Salah satu masjid tua yang masih kita temui saat ini adalah Masjid Raya Bingkudu di Jorong Bingkudu, Nagari Canduang Koto Laweh, Kecamatan Canduang, Kabupaten Agam, Sumatera Barat. Menurut cerita masyarakat setempat, masjid beratap ijuk ini dibangun pada tahun 1813 yang diprakarsai oleh tokoh-tokoh tujuh nagari. Ketujuh nagari itu adalah Canduang, Koto Lawas, Lasi Mudo, Pasanehan, Bukit Batabuah, Lasi Tuo. Masyarakat setempat secara bersama-sama membangun masjid seluas 21 x 21 M dengan tinggi 37,5 meter ini.

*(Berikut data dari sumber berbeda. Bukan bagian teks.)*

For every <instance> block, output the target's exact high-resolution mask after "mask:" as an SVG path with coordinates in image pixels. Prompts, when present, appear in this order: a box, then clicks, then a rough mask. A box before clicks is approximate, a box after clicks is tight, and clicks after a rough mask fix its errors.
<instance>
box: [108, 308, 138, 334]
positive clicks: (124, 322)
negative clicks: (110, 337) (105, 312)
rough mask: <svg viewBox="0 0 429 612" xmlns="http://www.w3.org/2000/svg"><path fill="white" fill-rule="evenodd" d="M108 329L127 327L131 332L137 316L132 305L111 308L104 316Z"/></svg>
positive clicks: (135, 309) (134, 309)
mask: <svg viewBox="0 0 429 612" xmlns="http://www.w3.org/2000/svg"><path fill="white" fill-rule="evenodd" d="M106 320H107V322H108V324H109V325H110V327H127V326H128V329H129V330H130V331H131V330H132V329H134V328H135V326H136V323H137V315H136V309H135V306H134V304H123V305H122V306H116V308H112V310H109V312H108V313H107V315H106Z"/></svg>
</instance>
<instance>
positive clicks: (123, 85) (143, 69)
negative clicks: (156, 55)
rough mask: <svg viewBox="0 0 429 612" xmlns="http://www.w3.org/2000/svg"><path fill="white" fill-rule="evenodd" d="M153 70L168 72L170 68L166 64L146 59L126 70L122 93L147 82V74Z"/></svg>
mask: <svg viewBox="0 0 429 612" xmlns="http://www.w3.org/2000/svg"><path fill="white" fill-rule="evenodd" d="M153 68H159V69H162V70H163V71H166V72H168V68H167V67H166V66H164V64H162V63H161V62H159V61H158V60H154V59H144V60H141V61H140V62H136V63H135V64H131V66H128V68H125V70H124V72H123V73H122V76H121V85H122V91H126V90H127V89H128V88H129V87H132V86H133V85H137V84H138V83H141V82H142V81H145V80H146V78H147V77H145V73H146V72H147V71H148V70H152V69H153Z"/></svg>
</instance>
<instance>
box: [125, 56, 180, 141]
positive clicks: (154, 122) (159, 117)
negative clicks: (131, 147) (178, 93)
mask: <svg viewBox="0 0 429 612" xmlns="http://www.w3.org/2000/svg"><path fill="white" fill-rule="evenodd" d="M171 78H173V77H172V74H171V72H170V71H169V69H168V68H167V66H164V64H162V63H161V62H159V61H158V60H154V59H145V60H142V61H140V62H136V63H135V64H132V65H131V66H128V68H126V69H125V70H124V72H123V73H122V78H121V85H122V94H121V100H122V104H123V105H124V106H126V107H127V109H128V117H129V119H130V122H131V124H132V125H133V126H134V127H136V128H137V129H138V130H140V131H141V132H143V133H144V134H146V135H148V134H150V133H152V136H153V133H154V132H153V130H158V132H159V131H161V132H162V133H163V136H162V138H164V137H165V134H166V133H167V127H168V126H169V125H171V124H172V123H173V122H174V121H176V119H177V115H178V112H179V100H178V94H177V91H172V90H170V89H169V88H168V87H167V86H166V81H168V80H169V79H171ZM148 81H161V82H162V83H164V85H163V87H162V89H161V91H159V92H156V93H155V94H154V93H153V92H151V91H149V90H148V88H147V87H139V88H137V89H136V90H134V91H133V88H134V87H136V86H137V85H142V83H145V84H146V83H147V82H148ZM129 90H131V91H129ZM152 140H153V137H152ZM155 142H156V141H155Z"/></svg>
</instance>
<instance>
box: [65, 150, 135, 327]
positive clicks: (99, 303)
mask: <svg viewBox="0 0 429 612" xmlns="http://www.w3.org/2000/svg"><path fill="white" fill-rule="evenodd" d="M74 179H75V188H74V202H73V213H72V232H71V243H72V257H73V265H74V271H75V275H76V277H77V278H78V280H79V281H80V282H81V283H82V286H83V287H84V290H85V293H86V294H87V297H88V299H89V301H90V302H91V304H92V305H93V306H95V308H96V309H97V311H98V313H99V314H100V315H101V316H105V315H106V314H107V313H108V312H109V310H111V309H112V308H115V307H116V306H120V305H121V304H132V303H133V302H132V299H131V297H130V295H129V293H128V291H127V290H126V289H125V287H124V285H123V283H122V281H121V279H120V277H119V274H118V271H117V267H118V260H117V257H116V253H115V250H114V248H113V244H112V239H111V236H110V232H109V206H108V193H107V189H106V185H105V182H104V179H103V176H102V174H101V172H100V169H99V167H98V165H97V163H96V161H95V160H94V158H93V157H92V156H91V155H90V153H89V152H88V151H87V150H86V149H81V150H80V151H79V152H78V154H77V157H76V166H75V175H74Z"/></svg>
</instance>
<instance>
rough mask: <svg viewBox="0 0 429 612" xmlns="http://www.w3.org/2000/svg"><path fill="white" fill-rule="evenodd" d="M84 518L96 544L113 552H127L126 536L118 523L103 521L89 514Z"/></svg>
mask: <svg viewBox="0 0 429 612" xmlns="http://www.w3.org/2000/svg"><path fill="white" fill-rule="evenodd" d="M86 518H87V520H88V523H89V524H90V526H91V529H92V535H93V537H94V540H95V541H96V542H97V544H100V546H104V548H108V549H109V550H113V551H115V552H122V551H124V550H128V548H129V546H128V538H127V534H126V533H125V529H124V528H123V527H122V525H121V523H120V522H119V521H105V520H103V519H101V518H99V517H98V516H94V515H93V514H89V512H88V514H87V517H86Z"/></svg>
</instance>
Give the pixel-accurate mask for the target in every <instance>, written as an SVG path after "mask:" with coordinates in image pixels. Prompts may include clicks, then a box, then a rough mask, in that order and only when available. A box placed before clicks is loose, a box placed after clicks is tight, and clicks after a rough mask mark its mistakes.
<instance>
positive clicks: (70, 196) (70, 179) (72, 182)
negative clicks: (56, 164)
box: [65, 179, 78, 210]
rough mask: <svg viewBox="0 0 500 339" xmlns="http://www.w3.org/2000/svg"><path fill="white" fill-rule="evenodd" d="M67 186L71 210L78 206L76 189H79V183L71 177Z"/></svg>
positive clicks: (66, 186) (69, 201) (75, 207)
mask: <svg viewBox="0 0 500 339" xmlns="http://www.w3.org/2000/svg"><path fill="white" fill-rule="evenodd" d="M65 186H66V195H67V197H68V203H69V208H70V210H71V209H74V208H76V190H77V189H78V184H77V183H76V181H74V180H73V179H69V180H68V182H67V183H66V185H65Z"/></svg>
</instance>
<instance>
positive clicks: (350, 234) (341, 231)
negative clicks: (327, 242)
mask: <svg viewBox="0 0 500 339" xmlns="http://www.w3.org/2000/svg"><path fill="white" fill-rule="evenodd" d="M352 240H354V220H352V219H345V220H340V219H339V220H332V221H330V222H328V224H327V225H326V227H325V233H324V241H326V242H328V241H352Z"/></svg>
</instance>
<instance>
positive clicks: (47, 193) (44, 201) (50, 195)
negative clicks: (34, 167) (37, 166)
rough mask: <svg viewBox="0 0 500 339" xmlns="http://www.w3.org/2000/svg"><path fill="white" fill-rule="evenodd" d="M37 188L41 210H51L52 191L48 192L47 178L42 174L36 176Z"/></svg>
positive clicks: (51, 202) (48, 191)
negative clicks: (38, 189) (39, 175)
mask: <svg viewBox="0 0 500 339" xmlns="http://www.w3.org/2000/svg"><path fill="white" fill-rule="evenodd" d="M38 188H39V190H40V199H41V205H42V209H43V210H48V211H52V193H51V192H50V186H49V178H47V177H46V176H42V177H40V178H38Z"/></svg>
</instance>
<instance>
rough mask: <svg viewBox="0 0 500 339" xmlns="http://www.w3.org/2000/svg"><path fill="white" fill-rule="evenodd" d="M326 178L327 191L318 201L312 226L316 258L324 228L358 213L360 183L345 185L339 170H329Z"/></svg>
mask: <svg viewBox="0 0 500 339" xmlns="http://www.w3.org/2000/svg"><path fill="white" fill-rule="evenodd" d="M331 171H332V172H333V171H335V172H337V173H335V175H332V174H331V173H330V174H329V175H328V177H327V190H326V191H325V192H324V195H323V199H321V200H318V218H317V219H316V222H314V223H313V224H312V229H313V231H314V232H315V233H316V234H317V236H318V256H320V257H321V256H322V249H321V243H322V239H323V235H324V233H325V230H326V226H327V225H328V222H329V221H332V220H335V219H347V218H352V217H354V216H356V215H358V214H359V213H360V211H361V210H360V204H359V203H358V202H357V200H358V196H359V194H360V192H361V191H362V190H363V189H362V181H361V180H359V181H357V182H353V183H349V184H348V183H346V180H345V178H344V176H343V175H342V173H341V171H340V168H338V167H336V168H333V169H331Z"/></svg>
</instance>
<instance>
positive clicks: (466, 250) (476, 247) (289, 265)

Yang menarik, hampir semua material yang pergunakan untuk membuat tempat beribadah ini berasal dari kayu, dari lantai, dinding, maupun tiang-tiangnya. Sedangkan atapnya yang berundak tiga, terbuat dari susunan ijuk.


Bangunan masjid dibangun dengan memakai sistem pasak. Artinya tidak satupun dari komponen penyusun masjid ini yang dilekatkan satu sama lain dengan menggunakan paku. Lampu-lampu minyak yang yang terpajang pada setiap sudut masjid rata-rata juga sudah menjadi barang antik, karena telah berumur ratusan tahun. Pekarangan di sekitar masjid cukup indah. Tiga kolam ikan, serta satu kolam besar untuk berwudhuk membuat kesan masjid yang cukup jauh dari pemukiman penduduk itu semakin alami. Dulunya air untuk berwudhuk dialirkan dengan bambu sepanjang 175 meter dari kelurahan. Namun sekarang untuk memperlancar aliran air, salurannya diganti dengan pipa besi.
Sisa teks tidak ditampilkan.